I had made a clumsy attempt at gardening as a teenager; but it had been over a decade before; so it was like starting fresh. I dutifully sowed seeds, fertilized, and planted out my tomatoes. Of course, the weeds sprang up immediately, and had to be dealt with if I wanted a harvest. So I slogged on out there, and began to pull them up.
It was then I realized just what sense of well-being gardening can induce. Your brain really doesn't have to work hard, so it can wander in all sorts of directions. I began to notice the beetles crawling through the dirt, the songs of various birds, and how robins tend to follow you around the garden (always staying about 10 feet away). For the first time, I really began to see all the different connections in the wide world.
Of course, I still approached this as a scientist. I read and studied like crazy. But, out of all this erudition, one of the things that really struck me was how man, in his attempt to conquer and control nature, had really been screwing things up! Don't get me wrong, I still thought science was wonderful (still do, in fact); but it had often been applied quite thoughtlessly, and the consequences were appalling.
I also really begin to notice other things; things I'd seen for years, but never paid attention. While driving down the freeway, I watched a commercial cabbage grower spraying his crops. I'd seen it dozens of times before, but it began to hit me just how much crap was being sprayed on our food! It's a well-documented fact that the cancer rate has been gradually increasing in the United States over the past fifty years; I wondered, are we doing it to ourselves?
I must admit to being equally turned off by the mindless ranting of some "organic" types. But I found other writers who had put a lot of thought into gardening, reasoned things through, and had turned back mostly to organic methods (and convincingly explained why). I noted how the agricultural colleges were beginning to teach the importance of preserving diversity, building healthy soils, and using lower-impact methods of weed and pest control. Basically, I learned that more and more folks were, after thinking for the long-term, trying to work with nature instead of attempting to conquer it.
This probably all seems rather obvious to some of you. Also, I can't say it has caused a dramatic conversion in the way I live; instead, the changes have been subtle. Things like using row-covers to control pests, instead of chemical pesticides (or else just living with the pests' damage, and not intervening at all); composting my garden leftovers for addition back to the soil; and digging weeds instead of spraying herbicides. Still, my garden technique is not 100% organic, and may never be. If I think a "chemical" solution is the only practical one, or if the "chemical" method seems lower-impact than the "organic" one, I'll still use it.
Understanding how all these things are tied together has also made me acutely aware of current short-sighted scientific stupidity, such as engineering corn plants to resist herbicides (so that heavier doses of these chemicals can be sprayed on the plants without killing them, and we'll be consuming the byproducts), or splicing bacterial genes into potato vines to kill pests (which will also render the organic control Bt useless in a few years).
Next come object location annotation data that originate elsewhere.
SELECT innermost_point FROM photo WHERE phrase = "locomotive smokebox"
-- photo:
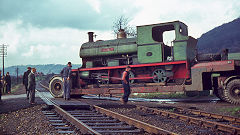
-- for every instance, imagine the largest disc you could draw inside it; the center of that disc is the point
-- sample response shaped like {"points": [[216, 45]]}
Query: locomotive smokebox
{"points": [[90, 36], [121, 34]]}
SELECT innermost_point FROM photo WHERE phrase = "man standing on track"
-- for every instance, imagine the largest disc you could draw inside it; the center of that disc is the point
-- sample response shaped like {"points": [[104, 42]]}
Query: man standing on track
{"points": [[25, 80], [126, 85], [32, 85], [66, 74], [8, 82], [1, 86]]}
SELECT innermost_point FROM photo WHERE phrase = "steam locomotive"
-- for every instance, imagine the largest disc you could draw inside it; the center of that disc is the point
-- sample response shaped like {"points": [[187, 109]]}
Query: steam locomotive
{"points": [[156, 67]]}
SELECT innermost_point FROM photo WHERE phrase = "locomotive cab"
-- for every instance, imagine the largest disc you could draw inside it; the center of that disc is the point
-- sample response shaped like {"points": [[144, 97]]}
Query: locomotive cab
{"points": [[151, 47]]}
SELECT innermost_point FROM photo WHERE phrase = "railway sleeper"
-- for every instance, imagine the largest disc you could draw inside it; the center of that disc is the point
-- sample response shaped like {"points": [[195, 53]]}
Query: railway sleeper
{"points": [[59, 124]]}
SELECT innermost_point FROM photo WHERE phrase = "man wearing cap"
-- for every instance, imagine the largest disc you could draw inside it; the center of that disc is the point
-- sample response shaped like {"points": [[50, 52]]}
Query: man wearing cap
{"points": [[126, 85], [66, 74], [25, 80], [32, 86]]}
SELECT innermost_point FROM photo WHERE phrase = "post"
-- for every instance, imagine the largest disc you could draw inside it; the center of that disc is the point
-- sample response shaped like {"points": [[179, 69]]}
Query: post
{"points": [[3, 52]]}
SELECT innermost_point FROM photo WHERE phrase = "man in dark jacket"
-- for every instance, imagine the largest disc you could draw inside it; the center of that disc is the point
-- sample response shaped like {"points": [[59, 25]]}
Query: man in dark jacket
{"points": [[66, 73], [1, 85], [25, 80], [32, 85], [126, 85], [8, 82]]}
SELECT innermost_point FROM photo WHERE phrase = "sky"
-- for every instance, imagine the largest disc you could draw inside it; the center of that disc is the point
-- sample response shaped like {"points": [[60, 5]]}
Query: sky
{"points": [[52, 31]]}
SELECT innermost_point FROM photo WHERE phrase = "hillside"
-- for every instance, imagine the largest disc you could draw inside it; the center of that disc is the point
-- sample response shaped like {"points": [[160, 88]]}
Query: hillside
{"points": [[224, 36], [46, 69]]}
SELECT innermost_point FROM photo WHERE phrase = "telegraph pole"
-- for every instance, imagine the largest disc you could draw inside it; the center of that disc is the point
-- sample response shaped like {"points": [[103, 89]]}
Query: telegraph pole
{"points": [[17, 74], [3, 53]]}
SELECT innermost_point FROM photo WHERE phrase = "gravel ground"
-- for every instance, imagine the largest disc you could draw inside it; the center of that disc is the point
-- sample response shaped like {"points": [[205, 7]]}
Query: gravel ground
{"points": [[170, 124], [18, 117]]}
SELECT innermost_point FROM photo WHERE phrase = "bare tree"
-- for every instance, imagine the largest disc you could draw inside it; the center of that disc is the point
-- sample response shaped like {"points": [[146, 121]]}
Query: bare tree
{"points": [[123, 23]]}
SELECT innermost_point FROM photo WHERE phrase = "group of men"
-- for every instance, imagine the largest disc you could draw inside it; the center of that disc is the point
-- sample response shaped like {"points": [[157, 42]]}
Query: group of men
{"points": [[30, 84], [66, 74]]}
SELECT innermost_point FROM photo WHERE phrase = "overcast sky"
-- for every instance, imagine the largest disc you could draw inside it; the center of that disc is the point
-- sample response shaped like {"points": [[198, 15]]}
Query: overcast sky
{"points": [[52, 31]]}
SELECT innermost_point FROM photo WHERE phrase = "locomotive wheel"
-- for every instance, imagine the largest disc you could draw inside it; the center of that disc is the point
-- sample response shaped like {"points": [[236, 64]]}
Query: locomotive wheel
{"points": [[159, 75], [232, 92], [131, 75], [220, 94], [56, 86]]}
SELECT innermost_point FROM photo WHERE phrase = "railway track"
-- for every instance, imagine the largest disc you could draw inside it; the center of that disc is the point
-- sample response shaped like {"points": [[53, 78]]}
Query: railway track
{"points": [[227, 124], [95, 120], [218, 122]]}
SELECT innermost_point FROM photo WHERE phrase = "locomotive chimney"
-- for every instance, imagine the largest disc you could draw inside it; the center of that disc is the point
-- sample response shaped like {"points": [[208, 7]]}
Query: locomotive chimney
{"points": [[121, 34], [90, 36]]}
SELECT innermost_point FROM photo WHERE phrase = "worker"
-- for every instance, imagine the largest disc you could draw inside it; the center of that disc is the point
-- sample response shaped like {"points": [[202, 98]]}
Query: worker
{"points": [[25, 80], [66, 73], [32, 85], [126, 85]]}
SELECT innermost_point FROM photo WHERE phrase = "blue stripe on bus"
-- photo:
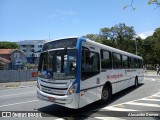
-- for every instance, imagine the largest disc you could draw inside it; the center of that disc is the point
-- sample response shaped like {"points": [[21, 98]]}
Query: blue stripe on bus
{"points": [[78, 75]]}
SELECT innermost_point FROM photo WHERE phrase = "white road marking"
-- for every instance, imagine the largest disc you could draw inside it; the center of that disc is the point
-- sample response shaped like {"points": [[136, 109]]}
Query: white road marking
{"points": [[17, 94], [142, 104], [18, 103], [153, 79], [114, 108], [156, 95], [151, 99], [108, 118]]}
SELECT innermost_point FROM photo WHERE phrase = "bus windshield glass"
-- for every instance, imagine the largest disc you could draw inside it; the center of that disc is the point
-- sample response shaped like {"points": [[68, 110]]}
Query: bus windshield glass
{"points": [[58, 64]]}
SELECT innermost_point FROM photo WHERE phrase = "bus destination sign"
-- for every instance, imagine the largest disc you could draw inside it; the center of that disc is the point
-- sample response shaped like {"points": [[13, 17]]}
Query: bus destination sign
{"points": [[64, 43]]}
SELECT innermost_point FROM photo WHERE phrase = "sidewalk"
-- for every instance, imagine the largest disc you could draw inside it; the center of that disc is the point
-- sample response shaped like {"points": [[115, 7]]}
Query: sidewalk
{"points": [[18, 84]]}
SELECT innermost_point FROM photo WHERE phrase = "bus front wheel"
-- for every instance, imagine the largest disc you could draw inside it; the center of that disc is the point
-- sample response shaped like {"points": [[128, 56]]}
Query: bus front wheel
{"points": [[106, 94]]}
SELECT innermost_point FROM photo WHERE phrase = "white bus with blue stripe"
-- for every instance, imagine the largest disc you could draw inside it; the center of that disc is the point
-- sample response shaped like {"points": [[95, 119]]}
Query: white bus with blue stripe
{"points": [[74, 72]]}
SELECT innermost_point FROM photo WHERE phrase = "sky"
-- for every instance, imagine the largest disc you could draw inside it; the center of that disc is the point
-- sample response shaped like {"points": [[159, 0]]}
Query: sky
{"points": [[51, 19]]}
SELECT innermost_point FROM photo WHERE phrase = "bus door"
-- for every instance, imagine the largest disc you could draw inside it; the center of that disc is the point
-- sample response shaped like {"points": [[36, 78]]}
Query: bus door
{"points": [[90, 74]]}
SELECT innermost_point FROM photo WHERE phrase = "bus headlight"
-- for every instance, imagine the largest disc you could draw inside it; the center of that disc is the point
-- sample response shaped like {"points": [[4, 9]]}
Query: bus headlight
{"points": [[72, 89]]}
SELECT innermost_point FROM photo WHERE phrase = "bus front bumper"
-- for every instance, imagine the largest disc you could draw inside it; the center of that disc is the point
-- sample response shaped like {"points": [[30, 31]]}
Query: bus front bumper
{"points": [[66, 101]]}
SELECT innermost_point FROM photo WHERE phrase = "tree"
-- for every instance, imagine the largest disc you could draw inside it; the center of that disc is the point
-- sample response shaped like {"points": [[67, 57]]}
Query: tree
{"points": [[119, 36], [8, 45]]}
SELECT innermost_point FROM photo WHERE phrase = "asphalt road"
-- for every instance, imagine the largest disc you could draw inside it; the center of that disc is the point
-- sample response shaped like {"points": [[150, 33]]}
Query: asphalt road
{"points": [[144, 98]]}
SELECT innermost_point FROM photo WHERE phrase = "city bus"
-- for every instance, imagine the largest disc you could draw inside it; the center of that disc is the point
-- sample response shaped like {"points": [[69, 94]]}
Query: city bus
{"points": [[74, 72]]}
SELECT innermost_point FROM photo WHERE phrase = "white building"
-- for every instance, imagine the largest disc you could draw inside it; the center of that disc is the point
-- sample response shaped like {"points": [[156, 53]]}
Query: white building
{"points": [[30, 47]]}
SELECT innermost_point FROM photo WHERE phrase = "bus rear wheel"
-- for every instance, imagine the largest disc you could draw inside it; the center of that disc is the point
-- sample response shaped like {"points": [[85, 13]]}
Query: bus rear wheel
{"points": [[106, 94], [136, 82]]}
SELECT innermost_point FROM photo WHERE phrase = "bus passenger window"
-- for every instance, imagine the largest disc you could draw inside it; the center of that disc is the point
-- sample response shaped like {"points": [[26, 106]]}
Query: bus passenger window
{"points": [[90, 64]]}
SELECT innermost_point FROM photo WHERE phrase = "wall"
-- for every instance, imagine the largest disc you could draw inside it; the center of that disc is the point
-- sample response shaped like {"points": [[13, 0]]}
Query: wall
{"points": [[17, 75]]}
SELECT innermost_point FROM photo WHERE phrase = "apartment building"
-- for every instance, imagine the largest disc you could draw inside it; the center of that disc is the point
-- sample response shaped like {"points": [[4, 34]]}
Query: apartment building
{"points": [[30, 47]]}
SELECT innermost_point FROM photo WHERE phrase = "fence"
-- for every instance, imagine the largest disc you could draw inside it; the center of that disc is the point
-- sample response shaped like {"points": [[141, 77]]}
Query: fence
{"points": [[17, 75]]}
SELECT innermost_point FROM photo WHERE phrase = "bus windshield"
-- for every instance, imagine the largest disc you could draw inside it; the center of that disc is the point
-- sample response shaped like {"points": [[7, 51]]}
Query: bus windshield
{"points": [[58, 64]]}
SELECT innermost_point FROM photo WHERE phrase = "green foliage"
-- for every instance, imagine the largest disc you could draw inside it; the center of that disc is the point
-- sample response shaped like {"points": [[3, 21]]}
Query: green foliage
{"points": [[8, 45], [123, 37]]}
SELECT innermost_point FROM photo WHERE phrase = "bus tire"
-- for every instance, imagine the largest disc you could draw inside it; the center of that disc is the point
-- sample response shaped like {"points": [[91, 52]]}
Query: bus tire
{"points": [[106, 94], [136, 82]]}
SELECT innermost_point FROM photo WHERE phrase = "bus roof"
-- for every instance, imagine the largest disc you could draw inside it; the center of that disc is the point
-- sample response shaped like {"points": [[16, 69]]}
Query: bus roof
{"points": [[102, 46]]}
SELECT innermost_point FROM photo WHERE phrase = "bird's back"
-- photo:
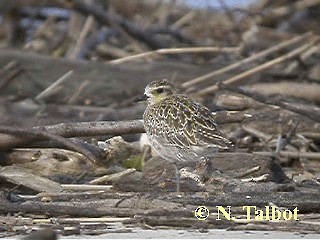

I used to think that scientists were wiser than everyone else. I realize now they are very smart, but often can't see past the end of their nose (or the end of their grant!). Intelligence is not the same as wisdom.
I also will just mention my growing conviction that we need to move away from the current state of our agriculture, and shift more towards local production of food whenever possible.
In short, my garden has taught me to THINK. You may not agree with me on some of the things I've said. I'll accept that, as long as you truly have thought your conclusions through, as well.